Imagine you’re navigating through a file share that gets you to any data point that you want to view in your organization. This gives you the current value, and it’s structured on a common standard. All of the smart things in your business publish data into that namespace and they consume it from that namespace. So, if I want my MES system to consume raw events from my PLCs, so that they can calculate overall equipment effectiveness, and then write the OEE number, then they’re consuming from the Unified Namespace and they’re writing back to the Unified Namespace. It is the single source of truth for all data and information in your business. It records only current state—the structure of the business right now.
If you want to look at historical values, you need to use another smart device, connected to the Unified Namespace, to store the history. That could be either a historian or data lake.
MD: What is your take on using agnostic technology?
WR: I am a huge proponent of remaining agnostic. I’m the chairman of a systems integrator.
We’re values-driven, we’re mission-driven, we’re agnostic. We do not sign distribution agreements with any one vendor. We recommend the best solution for our client’s use case, as long as it meets the minimum technical requirements. It could be Rockwell’s connected enterprise, or it could be PTC…. As long as they meet the minimum technical requirements.
What technology do we use in our organization to interoperate our data? In 90% of the cases, we use MQTT Sparkplug. We use MQTT as the communications protocol, and we use Sparkplug B as the specification for how we package everything and create the Unified Namespace. What we say is, if you want to use Rockwell's MES system, it has to support and MQTT Sparkplug B.
The reason you need to remain agnostic is this: Digital transformation happens from the ground up; it doesn’t happen from the data center down. It doesn’t happen from the boardroom down. The data center and the boardroom enable solving problems from the plant floor up. I get this question a lot…My recommendation is to always remain agnostic; pick best in class for your problem, not best in class from the limited suite of solutions from one vendor.
MD: Let’s circle back to the future state of manufacturing. What are the limitations and what needs to change in order to achieve digital transformation?
WR: When I’m in the boardroom, the executives are generally MBAs. They’re not engineers. What fundamentally needs to change about manufacturing organizations is that they need to be run by technologists.
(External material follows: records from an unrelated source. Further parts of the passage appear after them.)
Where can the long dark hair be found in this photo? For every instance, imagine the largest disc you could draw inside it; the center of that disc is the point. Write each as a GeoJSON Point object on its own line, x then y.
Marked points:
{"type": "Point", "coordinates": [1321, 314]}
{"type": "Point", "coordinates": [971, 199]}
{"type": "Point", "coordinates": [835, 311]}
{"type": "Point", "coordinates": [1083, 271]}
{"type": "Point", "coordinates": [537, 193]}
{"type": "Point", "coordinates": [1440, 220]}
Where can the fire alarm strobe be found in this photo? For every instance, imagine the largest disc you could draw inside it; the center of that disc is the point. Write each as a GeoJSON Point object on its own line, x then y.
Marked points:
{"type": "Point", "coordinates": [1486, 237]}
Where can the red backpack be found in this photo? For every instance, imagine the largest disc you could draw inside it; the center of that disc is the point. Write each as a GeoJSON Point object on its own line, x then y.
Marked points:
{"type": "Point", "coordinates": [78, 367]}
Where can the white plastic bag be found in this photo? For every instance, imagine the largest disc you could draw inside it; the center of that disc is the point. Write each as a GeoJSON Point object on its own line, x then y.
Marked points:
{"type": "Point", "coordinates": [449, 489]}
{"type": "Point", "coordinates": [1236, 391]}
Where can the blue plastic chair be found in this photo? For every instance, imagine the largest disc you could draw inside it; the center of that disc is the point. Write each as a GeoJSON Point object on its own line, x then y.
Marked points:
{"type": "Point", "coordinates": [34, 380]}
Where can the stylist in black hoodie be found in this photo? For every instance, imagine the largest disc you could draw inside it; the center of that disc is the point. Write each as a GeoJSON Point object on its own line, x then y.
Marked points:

You need more engineers as a CEO and fewer MBAs.
It’s no secret that the most transformative organizations in the world are run by engineers. All the Industry 4.0 companies are run by people who either are professional engineers, formally trained engineers or self-trained, self-taught engineers. So, the CEO of the future is a technologist, not an MBA.
Here’s the message I give the boardroom: If you have not defined your employee the future, if you haven't codified your digital strategy, and you’re not working toward a technology-driven infrastructure in lieu of buying capability focused products, then you are wasting your time and your money, and you will fail. Full stop.